Sunny frowned when she lifted her beer bottle and realized it was empty. Putting it down, her frown deepened when she saw another one, full and cold, sitting in front of her. “Where did this come from?” she asked the table at large as she put down the empty and picked up the full bottle.
“I bought it for you,” the woman on her right said. “It’s the least I can do for all the pleasure you have given me since I found your books. I cannot tell you how many times I have reread them, and every time I laugh, and I cry, and I fall in love with the heroes all over again.”
Sunny’s cheeks burned though she could not tell if it was the alcohol or the compliments as the other women sitting around the table added their words of appreciation.
“Thank you,” she said, her shyness getting the best of her.
“No, thank you,” the lady across from her countered before going on to say, “And I’m buying the next round.”
“Oh, but…” Sunny trailed off.
Instead of arguing she decided to just go with it. After all, all she had to do was make her way to the lobby elevator and then down the hall to her room. And if she got too bad, maybe she could talk Geo into helping her to her room. If he wasn’t too busy collecting phone numbers and room keys.
So she drank three more beers during the first two performances. And the longer she sat and thought about Geo dancing in front of all these women, the more a resigned sadness that he could never be hers grew inside her. Lifting her beer, she wondered if this was her fourth of fifth. She questioned, but did not really think too hard about the answer.
As she drank, she was able to ignore the action at the other end of the room, for the most part. By the time the second dancer finished doing lap dances at the end of his performance, Sunny’s fingers and toes were feeling tingly, and her lips had gone numb. These were sure signs that she was well on her way to being drunk. Her bladder was also screaming that she needed to make a trip to the little girls’ room to start recycling all that she had drunk.
Thinking of recycling beer had her giggling as she pushed to her feet. She nodded to the two ladies still sitting with her. They had not moved closer to the stage and appeared shocked by the outrageous antics of both the dancers and the audience. Though Geo was up next, her bladder would be ignored no longer.
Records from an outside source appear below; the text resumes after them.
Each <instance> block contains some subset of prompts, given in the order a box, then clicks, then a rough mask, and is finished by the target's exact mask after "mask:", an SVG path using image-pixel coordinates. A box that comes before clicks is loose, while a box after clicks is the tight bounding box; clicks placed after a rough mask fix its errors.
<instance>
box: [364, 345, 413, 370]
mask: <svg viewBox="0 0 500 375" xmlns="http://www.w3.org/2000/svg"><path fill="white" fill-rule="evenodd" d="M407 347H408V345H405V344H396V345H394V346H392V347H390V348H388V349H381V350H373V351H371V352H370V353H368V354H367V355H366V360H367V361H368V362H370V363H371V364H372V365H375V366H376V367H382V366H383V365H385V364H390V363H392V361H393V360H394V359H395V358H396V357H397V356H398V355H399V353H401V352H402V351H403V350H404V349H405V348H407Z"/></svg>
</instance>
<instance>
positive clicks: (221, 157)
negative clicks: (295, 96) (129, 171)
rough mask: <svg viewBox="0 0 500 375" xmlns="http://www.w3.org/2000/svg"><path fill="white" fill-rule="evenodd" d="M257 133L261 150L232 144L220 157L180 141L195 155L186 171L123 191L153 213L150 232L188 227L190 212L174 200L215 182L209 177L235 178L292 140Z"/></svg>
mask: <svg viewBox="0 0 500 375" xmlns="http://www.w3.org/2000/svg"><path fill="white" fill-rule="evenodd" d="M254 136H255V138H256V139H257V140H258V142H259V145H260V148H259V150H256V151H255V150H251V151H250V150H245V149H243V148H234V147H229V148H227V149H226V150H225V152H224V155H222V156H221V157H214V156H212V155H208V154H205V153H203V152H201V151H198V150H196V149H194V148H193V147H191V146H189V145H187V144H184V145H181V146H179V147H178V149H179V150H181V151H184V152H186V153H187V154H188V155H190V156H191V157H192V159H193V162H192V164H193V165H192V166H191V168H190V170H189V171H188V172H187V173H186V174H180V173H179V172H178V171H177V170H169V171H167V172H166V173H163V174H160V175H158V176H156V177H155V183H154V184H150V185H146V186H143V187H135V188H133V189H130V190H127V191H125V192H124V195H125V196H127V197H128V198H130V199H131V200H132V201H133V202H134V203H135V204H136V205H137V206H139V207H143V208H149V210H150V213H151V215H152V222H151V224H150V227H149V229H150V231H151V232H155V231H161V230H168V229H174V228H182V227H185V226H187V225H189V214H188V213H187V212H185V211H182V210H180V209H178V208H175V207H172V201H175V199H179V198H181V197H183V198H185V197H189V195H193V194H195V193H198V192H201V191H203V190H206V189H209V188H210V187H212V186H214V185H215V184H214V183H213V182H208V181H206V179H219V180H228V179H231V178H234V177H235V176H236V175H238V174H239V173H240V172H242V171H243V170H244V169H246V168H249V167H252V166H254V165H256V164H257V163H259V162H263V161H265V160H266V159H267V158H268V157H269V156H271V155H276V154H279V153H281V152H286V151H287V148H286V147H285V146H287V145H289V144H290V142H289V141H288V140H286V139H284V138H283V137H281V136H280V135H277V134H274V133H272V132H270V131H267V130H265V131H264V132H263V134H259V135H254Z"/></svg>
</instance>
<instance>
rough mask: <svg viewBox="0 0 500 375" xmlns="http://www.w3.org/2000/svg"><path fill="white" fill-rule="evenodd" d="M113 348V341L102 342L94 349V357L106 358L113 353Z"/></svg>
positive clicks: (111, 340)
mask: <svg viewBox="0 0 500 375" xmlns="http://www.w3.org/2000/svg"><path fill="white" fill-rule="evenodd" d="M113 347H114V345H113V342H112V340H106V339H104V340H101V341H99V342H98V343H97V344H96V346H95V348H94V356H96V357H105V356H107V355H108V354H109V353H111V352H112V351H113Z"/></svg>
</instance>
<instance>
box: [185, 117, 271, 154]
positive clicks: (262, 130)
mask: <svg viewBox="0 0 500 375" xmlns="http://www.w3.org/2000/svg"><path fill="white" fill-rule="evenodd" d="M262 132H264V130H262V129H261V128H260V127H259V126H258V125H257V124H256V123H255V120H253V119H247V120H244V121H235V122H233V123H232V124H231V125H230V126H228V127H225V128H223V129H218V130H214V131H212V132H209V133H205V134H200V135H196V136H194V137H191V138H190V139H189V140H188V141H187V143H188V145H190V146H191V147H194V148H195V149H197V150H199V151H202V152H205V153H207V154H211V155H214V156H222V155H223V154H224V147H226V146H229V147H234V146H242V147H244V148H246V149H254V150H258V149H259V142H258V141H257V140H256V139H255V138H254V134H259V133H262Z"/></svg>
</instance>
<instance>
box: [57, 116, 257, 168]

She stumbled on her way out of the room, tripping and hitting the wall opposite the doorway. “Excuse me,” she said with another giggle before turning and stumbling to the restroom.
A few minutes later, her body back in synch, Sunny started back to the ballroom. She stopped at the doorway, and watched for a moment. Geo was on stage, strutting around, looking every inch the cowboy he was dressed to be. With the vocal encouragement of the crowd, he stopped in the center of the stage, grinned, and yanked his snap-front shirt open. With the shirt flapping open and closed as he danced across the stage, he shrugged it off, and tossed it toward the DJ’s booth, showing off the powerful muscles of his back, chest, and shoulders to the women who now circled the stage.
A dark emotion she could not name welled up like black oil. She began to blink back tears she could not rationally justify. Geo was up there, smiling and flirting, appearing so happy to be the center of attention it hurt her to watch. He was beautiful, the embodiment of the term sexy male, and so self-assured it radiated from him like light from a candle. She on the other hand, was short, and curvy, with all the self-confidence of a virgin at a hooker convention.
Whirling, she headed away from the ballroom, needing to be as far away from Geo, and the room full of hooting, hollering women, as she could get. She only made it a handful of steps before someone called her name. Never one to ignore people no matter how bad she was feeling, Sunny stopped and wiped her cheeks. She did not turn around because she could not stop crying.
Damn eyes.
Damn soft heart for feeling hurt when Geo was just doing his job.
Damn Geo for being so hot and sexy that women were grabbing him before he had finished his routine.
It did not surprise her when Gigi stepped in front of her.
“Are you having a good time?” she asked before looking into Sunny’s face and seeing her tears. “Oh my God, are you all right?”
Sunny forced a smile even as the tears continued to leak from her eyes and race down her cheeks. She sniffed and tried to laugh at herself, though the sound emerged rather waterlogged. “I’m having a great time. Not sure why I’m crying but I’m fine. I’m just going to go be alone and try to get myself back under control.”
Gigi studied her for a long minute, and Sunny fought to maintain the eye-to-eye study even though she knew she was lying. She was not okay, but she would never admit it to Geo’s sister. She did not want to get Geo in trouble because she was on emotional overload.
“Please don’t tell Geo,” she begged.